Inhibition of ErbB2 activity by AG825 or knockdown of ErbB2 expression
with ErbB2 siRNAs and abolishment of HRG-induced Stat3 activation with
Jak inhibitor I or silencing Stat3 expression with Stat3 siRNAs
significantly inhibited HRG capacity to induce cyclin D1 expression.
Next, we explored whether HRG induces the cyclin D1 promoter directly
via Stat3 binding to its response elements. C4HD and T47D cells
transiently transfected with cyclin D1 promoter luciferase construct
showed an enhanced transcriptional activity with HRG treatment.

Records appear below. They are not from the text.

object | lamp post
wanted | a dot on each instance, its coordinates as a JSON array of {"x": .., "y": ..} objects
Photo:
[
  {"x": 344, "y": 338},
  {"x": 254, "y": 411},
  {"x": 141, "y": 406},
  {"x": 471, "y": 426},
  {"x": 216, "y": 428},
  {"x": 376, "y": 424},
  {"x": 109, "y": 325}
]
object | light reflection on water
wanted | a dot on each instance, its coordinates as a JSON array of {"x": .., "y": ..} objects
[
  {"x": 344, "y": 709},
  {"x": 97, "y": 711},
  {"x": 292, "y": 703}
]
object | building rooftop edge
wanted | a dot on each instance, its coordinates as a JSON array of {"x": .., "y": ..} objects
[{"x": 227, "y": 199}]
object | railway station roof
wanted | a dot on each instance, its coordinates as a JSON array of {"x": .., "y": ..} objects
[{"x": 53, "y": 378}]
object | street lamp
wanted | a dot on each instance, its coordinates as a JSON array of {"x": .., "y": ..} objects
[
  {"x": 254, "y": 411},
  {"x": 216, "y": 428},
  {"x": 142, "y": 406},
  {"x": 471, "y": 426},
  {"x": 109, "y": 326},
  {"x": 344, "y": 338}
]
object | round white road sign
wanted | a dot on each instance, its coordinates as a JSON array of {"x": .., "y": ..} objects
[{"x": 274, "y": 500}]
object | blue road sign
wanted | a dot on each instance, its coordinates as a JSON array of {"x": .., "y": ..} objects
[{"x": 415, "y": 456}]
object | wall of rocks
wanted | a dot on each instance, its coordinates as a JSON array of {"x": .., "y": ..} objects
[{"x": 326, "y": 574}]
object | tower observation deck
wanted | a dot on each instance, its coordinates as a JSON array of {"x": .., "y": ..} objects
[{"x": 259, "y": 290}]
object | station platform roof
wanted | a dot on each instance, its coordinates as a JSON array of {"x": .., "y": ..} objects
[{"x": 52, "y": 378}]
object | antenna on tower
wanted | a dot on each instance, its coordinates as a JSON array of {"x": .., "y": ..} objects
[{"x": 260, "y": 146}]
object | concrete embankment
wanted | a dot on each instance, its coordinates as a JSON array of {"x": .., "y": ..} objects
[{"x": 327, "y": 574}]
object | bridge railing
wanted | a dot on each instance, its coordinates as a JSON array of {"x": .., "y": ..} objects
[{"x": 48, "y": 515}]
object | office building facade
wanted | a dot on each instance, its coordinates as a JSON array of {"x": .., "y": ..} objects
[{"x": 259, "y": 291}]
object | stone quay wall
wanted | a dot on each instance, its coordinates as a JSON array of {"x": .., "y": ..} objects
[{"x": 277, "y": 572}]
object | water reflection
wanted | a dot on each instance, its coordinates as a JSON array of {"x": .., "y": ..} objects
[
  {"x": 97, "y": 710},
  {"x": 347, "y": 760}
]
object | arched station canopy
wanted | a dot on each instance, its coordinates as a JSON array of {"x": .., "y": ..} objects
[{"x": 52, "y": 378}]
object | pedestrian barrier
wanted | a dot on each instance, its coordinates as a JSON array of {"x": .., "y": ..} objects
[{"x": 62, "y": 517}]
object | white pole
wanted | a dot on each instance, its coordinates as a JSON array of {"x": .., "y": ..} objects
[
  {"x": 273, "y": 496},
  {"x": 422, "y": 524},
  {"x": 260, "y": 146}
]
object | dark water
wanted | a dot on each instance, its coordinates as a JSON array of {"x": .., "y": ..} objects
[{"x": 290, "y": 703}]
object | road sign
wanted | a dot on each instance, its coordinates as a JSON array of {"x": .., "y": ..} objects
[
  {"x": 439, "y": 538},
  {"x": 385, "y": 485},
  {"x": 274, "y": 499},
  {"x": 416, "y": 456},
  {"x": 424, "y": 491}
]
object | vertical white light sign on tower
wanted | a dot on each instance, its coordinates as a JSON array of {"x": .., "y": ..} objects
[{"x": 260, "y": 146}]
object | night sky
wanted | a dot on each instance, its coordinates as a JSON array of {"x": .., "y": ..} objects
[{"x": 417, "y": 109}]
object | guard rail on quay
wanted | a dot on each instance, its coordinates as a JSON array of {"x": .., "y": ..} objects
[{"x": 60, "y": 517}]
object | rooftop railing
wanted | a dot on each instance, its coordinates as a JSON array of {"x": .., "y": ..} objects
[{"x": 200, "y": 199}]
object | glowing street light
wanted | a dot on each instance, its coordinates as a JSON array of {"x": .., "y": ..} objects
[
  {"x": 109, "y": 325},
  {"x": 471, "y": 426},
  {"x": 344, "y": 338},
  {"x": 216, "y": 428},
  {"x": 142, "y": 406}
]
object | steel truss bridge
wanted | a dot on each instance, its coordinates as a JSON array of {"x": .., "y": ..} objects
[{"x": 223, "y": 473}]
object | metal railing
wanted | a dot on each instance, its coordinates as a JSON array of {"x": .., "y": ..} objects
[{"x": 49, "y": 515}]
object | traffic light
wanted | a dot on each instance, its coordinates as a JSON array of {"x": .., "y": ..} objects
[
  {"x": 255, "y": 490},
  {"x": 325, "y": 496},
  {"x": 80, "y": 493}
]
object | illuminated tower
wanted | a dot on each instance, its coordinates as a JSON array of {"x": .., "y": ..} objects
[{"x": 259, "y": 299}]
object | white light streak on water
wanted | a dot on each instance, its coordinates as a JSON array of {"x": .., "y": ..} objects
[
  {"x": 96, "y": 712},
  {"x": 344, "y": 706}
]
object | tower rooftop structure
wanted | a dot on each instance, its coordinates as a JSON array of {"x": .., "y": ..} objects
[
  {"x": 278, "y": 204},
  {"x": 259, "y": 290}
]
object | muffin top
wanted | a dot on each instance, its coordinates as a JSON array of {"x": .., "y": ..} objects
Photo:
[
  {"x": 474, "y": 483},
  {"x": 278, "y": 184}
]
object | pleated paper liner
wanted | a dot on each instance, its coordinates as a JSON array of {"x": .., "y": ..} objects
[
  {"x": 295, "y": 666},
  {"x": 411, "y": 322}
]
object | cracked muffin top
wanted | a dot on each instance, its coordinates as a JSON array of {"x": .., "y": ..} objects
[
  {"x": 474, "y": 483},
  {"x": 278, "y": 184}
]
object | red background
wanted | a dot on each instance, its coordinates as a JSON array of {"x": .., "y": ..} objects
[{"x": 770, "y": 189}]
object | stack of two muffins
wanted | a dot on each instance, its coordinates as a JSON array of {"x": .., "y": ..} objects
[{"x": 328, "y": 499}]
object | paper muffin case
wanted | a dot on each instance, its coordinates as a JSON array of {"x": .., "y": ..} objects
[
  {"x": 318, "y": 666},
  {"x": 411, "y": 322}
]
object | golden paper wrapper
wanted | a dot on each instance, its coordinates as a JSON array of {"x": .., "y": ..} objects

HRG-induced luciferase activity was indeed increased by cotransfection
with a constitutively active form of Stat3 and was inhibited with a
dominant negative Stat3 expression vector. Overexpression of increasing
amounts of ErbB2 wt resulted in a dose-dependent ErbB2 capacity to
enhance HRG-induced Stat3 transcriptional activity. On the other hand,
transfection with increasing amounts of an ErbB2 mutant that is
defective in nuclear entry but retains its cell-surface location and
functions (ErbB2DNLS) resulted in abrogation of HRG-induced Stat3
activation of the cyclin D1 promoter. Finally, we addressed the effect
of targeting ErbB2 in in vivo HRG-dependent growth of C4HD breast
tumors. Transfection of C4HD cells with the ErbB2DNLS expression vector
significantly inhibited these cells ability to form tumors in syngeneic
mice. Taken together, these results suggest a new role of ErbB2 as a
coactivator in the mechanism of HRG-induced transcriptional activation
of Stat3. We also found nuclear ErbB2 to be a requisite for HRG
stimulation of in vitro and in vivo breast cancer growth.